My bank manager saves me a substantial amount of money every year. Not by tax advice and directing me towards loopholes but by looking like a dugong.
He has no external ears, as well as an impressive pair of pectal teats, which means I don't have to fork out absurd quantities of hard-earned credit to go and see a real dugong in the flesh.
Likewise, manatees. My father looks likes one and I have been really close up with him in the water. And I have seen some of his friends in the wild too. A real one would only be an anticlimax. I know what noises whales make. I have a wife.

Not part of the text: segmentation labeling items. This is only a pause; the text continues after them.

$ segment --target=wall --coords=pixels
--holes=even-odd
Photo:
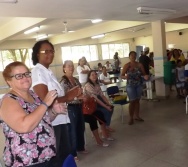
[[[175,44],[176,48],[180,48],[183,50],[183,52],[187,52],[188,48],[187,48],[187,39],[188,39],[188,30],[184,29],[181,31],[182,35],[179,35],[179,31],[173,31],[173,32],[167,32],[166,33],[166,43],[167,46],[168,44]],[[62,72],[62,59],[61,59],[61,47],[62,46],[74,46],[74,45],[87,45],[87,44],[97,44],[98,46],[100,46],[101,43],[123,43],[123,42],[128,42],[130,45],[130,51],[131,50],[135,50],[137,45],[145,45],[150,47],[150,51],[153,50],[153,39],[151,35],[147,35],[147,36],[142,36],[141,32],[139,32],[139,34],[135,34],[135,38],[133,38],[131,35],[127,36],[125,35],[125,33],[119,33],[117,32],[115,35],[108,35],[106,38],[103,39],[98,39],[98,40],[91,40],[89,38],[87,39],[82,39],[82,40],[77,40],[74,42],[69,42],[69,43],[65,43],[65,44],[58,44],[55,45],[55,58],[54,58],[54,62],[51,65],[51,69],[52,71],[55,73],[55,75],[57,76],[58,80],[60,80],[61,76],[63,75]],[[127,37],[129,39],[127,39]],[[7,41],[4,43],[4,45],[1,45],[0,49],[2,50],[3,48],[7,49],[7,45],[10,45],[10,48],[13,49],[18,49],[18,48],[32,48],[34,45],[35,41],[31,40],[31,41],[27,41],[27,42],[23,42],[23,41]],[[101,51],[99,49],[99,61],[94,61],[94,62],[90,62],[91,67],[96,66],[98,62],[101,62],[102,64],[105,64],[107,60],[102,60],[102,55],[101,55]],[[112,60],[109,60],[110,62],[112,62]],[[121,66],[123,66],[125,63],[127,63],[129,61],[128,58],[122,58],[121,59]],[[77,67],[77,64],[75,64],[75,69]],[[75,71],[76,74],[76,71]],[[2,76],[2,75],[1,75]],[[6,85],[6,83],[4,82],[3,78],[1,77],[0,79],[0,86],[4,86]],[[8,89],[5,90],[0,90],[0,93],[5,93]]]

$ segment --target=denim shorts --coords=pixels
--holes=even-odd
[[[142,85],[127,85],[126,91],[129,101],[140,99],[142,96]]]

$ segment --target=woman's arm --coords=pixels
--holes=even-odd
[[[95,97],[95,99],[96,99],[97,103],[98,103],[100,106],[106,108],[108,111],[112,111],[112,107],[111,107],[112,105],[111,105],[109,102],[107,102],[107,103],[105,104],[105,103],[103,103],[100,99],[98,99],[97,97]],[[103,97],[102,97],[102,99],[103,99]]]
[[[129,66],[128,63],[123,66],[123,69],[121,72],[121,79],[128,79],[127,75],[125,75],[127,73],[128,66]]]
[[[38,84],[34,86],[33,90],[42,100],[48,93],[48,87],[44,84]],[[79,96],[81,93],[81,88],[79,86],[76,86],[73,89],[69,90],[65,96],[58,97],[57,100],[59,103],[69,102],[72,101],[75,97]]]
[[[57,97],[55,91],[50,91],[44,98],[44,103],[50,106],[53,100]],[[11,105],[10,105],[11,104]],[[0,117],[2,120],[18,133],[31,132],[41,121],[47,107],[44,104],[38,106],[32,113],[27,114],[20,106],[18,101],[10,97],[6,97],[2,101],[0,108]]]
[[[142,75],[144,76],[144,79],[145,79],[145,80],[148,80],[148,79],[149,79],[149,76],[146,75],[146,72],[145,72],[145,70],[144,70],[144,66],[143,66],[141,63],[139,63],[139,66],[140,66]]]

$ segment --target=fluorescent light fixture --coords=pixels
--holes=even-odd
[[[103,38],[104,36],[105,34],[99,34],[99,35],[92,36],[91,39]]]
[[[36,41],[40,41],[41,39],[46,39],[46,38],[48,38],[47,34],[38,35],[37,38],[36,38]]]
[[[173,14],[176,10],[162,9],[162,8],[149,8],[149,7],[138,7],[137,11],[139,14]]]
[[[175,44],[168,44],[168,48],[169,48],[169,49],[175,48]]]
[[[17,3],[18,0],[0,0],[0,3]]]
[[[36,31],[38,31],[39,29],[40,29],[40,27],[34,27],[34,28],[30,29],[30,30],[25,31],[24,34],[30,34],[30,33],[32,33],[32,32],[36,32]]]
[[[102,21],[102,19],[93,19],[93,20],[91,20],[91,22],[92,22],[93,24],[99,23],[99,22],[101,22],[101,21]]]

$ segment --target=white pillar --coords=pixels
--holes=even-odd
[[[166,33],[165,23],[162,20],[152,22],[153,52],[155,76],[161,77],[155,80],[156,95],[159,97],[169,96],[169,86],[164,84],[164,62],[166,56]]]

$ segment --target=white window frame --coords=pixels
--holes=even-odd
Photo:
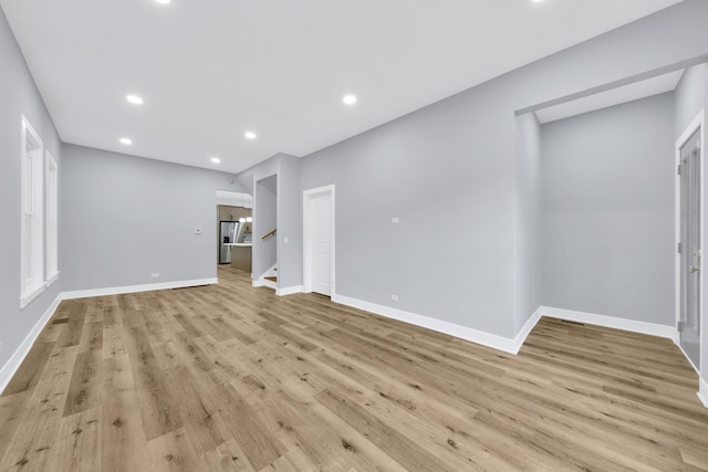
[[[20,308],[45,289],[44,281],[44,144],[22,116]]]
[[[44,285],[49,287],[59,279],[59,166],[49,150],[44,156]]]

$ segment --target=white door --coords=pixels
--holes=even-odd
[[[312,199],[312,291],[332,295],[332,198]]]
[[[334,292],[334,189],[304,193],[305,292],[332,296]]]
[[[700,129],[680,149],[680,321],[679,343],[700,363]]]

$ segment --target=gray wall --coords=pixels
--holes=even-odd
[[[706,18],[681,2],[306,156],[302,189],[336,186],[337,294],[513,337],[514,112],[706,54]]]
[[[541,124],[534,113],[517,118],[514,193],[514,331],[541,305]]]
[[[259,279],[278,262],[278,175],[256,181],[253,200],[253,279]]]
[[[300,158],[281,155],[278,179],[278,286],[302,285]],[[285,242],[288,238],[288,242]]]
[[[676,86],[674,141],[680,137],[706,103],[706,64],[688,67]]]
[[[543,304],[674,325],[674,94],[542,127]]]
[[[216,191],[244,190],[230,175],[73,145],[62,153],[64,291],[217,276]]]
[[[59,281],[20,310],[20,133],[24,115],[52,153],[64,174],[61,145],[54,124],[14,36],[0,10],[0,368],[20,346],[34,324],[59,295]]]

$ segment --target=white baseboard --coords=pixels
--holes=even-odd
[[[701,378],[698,384],[698,399],[704,403],[704,407],[708,408],[708,382]]]
[[[52,302],[49,308],[46,308],[42,317],[37,321],[34,327],[32,327],[32,331],[27,335],[22,344],[20,344],[20,347],[17,348],[17,350],[12,354],[8,361],[4,363],[2,369],[0,369],[0,394],[2,394],[8,384],[10,384],[10,380],[22,365],[22,361],[30,353],[30,349],[34,345],[34,342],[39,337],[40,333],[42,333],[42,329],[44,329],[44,326],[46,326],[46,323],[56,311],[56,307],[59,306],[61,301],[62,294],[56,295],[56,298]]]
[[[196,279],[191,281],[162,282],[145,285],[114,286],[107,289],[77,290],[74,292],[63,292],[62,300],[87,298],[91,296],[121,295],[124,293],[152,292],[155,290],[185,289],[197,285],[212,285],[219,283],[217,277]]]
[[[278,290],[278,284],[273,281],[267,281],[266,279],[257,279],[251,282],[251,285],[254,287],[267,286],[269,289]]]
[[[275,295],[279,295],[279,296],[292,295],[293,293],[302,293],[304,292],[304,290],[305,287],[302,285],[287,286],[282,289],[275,289]]]
[[[654,323],[637,322],[614,316],[595,315],[594,313],[575,312],[573,310],[553,308],[541,306],[543,316],[561,318],[569,322],[586,323],[589,325],[604,326],[607,328],[623,329],[632,333],[648,334],[650,336],[676,339],[676,328],[674,326],[657,325]]]
[[[332,296],[332,301],[341,305],[364,310],[366,312],[375,313],[387,318],[409,323],[412,325],[433,329],[438,333],[459,337],[460,339],[481,344],[482,346],[491,347],[493,349],[503,350],[504,353],[517,354],[519,352],[516,338],[511,339],[508,337],[485,333],[478,329],[460,326],[455,323],[444,322],[440,319],[430,318],[428,316],[416,315],[414,313],[404,312],[402,310],[392,308],[389,306],[376,305],[375,303],[364,302],[362,300],[356,300],[344,295],[335,294]]]
[[[533,312],[533,315],[531,315],[531,317],[527,319],[527,322],[523,324],[523,326],[521,327],[521,331],[517,333],[517,337],[513,338],[513,344],[514,344],[513,354],[519,354],[519,349],[521,349],[521,346],[523,346],[523,343],[527,342],[527,337],[529,337],[529,335],[531,334],[535,325],[541,319],[541,316],[543,316],[543,311],[541,308],[542,307],[539,306],[535,310],[535,312]]]

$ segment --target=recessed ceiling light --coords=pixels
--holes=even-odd
[[[137,95],[126,95],[125,99],[131,102],[133,105],[143,105],[143,98]]]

It's something that takes a lot of courage for a man to admit in public but I think eco-tourism is over-estimated. I don't mean that I think it valueless.
I believe in Earth and being righteous about its future. In the event of a thermo-nuclear war there would be nowhere nice to go at weekends. If we don't respect nature, zoos won't exist.
But I'm not big on the wilderness stuff. I have a television.
TV has shown me everything there is to see. Soon we shall pay travel companies to take us to see things we can't see on television. Like Michael Barrymore.
One of my friends has eyes that move independently so I am not much interested in chameleons. I have been to Sydney and I know what Aussie women are like after a few Bacardi Breezers. They are like howler monkeys in Zambia. Noisy and forever on heat. I've seen bouncers at work in Sydney, so I don't need to go to China to see pandas.
I appreciate natural beauty in the raw.
One of the abiding memories of all my travels is not seeing whales in Greenland but a huge nose belonging to a waiter in Marseille. I shall not forget it.
Another great memory is watching a group of Germans eat. They are an endangered species. Not Germans, people who eat nicely.
Why go to the sandbars of Africa to marvel at basking hippos when a two-star hotel on Spain's Costa del Sol will do?
I don't have to go to the other side of the world to see a gila monster when I can be just as awestruck watching my wife weeding on all-fours in our back garden.
I don't have to travel days and spend hundreds of bucks to see a mandrill or a chacma baboon. I just have to have a few gins and look at myself in my bathroom mirror.
I don't need animals in faraway places to remind of my roots. The nearest human will do.
One of the abiding memories of all my travels is not seeing whales in Greenland but a huge nose belonging to a waiter in Marseille.